You’re right, my code sends a join every time, because that’s what’s in the example code (in fact it does a hard reset every time too). I think I understand from what you’ve said that the downlink confirm/ack would normally be sent in the next uplink, but if you do a join (and/or a hard reset) before the next uplink is sent then you lose the flag in the node which says “send a confirm/ack”, the confirm/ack is not sent and the downlink comes down again. Is that about right?

I’m only sending a join and doing hard reset every time because that’s what was in the example code I downloaded. Clearly that code was for people only doing uplinks, something I hadn’t appreciated. How often is a join actually necessary?

Thanks again.

(No rush to reply, please finish your PCB layout!)

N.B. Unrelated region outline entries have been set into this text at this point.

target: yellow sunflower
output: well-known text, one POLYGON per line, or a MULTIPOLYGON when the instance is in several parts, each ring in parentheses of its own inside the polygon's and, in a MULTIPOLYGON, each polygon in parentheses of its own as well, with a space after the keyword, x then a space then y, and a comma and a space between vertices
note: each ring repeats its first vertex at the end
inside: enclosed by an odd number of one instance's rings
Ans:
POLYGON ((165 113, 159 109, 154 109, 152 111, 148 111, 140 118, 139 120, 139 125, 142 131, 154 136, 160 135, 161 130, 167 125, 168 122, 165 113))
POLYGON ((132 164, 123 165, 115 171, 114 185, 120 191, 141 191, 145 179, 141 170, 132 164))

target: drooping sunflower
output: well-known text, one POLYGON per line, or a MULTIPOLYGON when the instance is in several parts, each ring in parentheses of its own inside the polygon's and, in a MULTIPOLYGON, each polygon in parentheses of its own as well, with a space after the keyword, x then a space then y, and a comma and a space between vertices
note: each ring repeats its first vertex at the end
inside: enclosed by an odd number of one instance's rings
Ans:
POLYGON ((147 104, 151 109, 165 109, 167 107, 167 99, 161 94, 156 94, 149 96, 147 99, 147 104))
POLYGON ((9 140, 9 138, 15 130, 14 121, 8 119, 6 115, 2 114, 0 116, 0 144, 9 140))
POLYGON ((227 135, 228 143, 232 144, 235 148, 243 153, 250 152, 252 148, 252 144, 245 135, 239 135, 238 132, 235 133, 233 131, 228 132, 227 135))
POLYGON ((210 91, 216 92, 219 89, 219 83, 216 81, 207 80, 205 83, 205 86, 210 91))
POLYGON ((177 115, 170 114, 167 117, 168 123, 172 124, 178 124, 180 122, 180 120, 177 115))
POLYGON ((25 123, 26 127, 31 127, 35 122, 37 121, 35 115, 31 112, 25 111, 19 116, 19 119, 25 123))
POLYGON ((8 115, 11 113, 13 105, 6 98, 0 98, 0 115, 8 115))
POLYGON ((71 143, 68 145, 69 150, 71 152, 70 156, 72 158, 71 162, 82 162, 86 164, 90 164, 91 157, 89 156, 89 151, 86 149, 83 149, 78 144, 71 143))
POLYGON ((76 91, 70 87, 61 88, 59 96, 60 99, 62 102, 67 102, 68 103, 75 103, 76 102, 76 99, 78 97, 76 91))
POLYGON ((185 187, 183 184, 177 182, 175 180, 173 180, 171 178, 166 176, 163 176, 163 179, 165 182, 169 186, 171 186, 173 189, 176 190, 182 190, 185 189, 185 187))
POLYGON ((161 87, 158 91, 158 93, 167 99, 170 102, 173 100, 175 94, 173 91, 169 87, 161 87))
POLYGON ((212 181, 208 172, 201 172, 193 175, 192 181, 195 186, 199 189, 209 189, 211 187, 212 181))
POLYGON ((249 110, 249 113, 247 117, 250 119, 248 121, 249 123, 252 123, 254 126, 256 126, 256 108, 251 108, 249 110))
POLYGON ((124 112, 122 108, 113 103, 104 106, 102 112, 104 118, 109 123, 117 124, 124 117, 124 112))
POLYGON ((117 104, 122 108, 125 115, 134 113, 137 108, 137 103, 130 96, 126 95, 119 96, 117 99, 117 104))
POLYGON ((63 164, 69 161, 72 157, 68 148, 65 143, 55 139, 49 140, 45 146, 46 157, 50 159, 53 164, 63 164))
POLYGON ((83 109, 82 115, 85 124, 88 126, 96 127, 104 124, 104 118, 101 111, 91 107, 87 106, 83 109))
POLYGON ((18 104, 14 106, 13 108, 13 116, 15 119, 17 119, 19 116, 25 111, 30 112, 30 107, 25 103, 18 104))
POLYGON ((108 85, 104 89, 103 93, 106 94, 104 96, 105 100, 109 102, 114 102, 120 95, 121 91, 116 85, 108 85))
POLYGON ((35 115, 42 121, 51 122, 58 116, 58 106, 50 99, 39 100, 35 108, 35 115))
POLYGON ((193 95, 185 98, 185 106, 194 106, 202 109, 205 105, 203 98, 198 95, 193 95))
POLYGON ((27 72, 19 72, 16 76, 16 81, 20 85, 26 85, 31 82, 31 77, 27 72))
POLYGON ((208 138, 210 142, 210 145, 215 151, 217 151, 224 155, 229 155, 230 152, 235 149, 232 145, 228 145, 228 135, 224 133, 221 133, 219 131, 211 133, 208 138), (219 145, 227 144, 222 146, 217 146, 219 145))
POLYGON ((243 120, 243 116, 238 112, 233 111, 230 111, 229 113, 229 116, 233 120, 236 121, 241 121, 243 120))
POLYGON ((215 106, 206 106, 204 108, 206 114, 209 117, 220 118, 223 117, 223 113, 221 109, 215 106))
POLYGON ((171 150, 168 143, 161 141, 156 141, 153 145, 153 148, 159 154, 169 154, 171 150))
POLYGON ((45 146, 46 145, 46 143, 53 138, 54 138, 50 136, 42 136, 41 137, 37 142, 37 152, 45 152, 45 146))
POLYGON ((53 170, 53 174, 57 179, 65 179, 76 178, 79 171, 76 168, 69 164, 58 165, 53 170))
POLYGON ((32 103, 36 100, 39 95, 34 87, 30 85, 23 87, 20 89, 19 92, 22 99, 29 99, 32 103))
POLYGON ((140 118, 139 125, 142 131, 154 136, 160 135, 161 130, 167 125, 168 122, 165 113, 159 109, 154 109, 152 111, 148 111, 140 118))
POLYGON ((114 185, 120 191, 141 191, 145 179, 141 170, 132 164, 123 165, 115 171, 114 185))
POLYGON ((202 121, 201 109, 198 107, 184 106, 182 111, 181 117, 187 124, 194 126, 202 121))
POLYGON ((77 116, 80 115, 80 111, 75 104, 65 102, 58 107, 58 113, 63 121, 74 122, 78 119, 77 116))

Once every battery change aka once every, ooh, three/four years?

Like many well meaning GitHub offerings, it’s not really documented as we’ve already observed and the example is mildly unhelpful at best and in this case, slightly obstructive. Really it should have had a loop with a 30 minute delay so you can see how it joins and then sits & sends every so often. There’s an implied assumption about knowing what an OTAA join is in the bigger picture.

Onwards & upwards!

Ah! I think I asked about this somewhere ages ago and was told “once per session”. I wasn’t really sure what a session was, so I just left the code alone!

I’m learning that!

I’ll rewrite my code at some point so that it doesn’t inhibit the downlink function.

Thanks again for your help!

There really isn’t anything for you to do - if you use LoRaWAN as intended, you’ll send uplinks and occasionally the library will tell you there is a downlink just after you’ve sent one of your uplinks.

It was the combination of join, send once, turn off that was causing the issue here. That is definitely not normal for a device.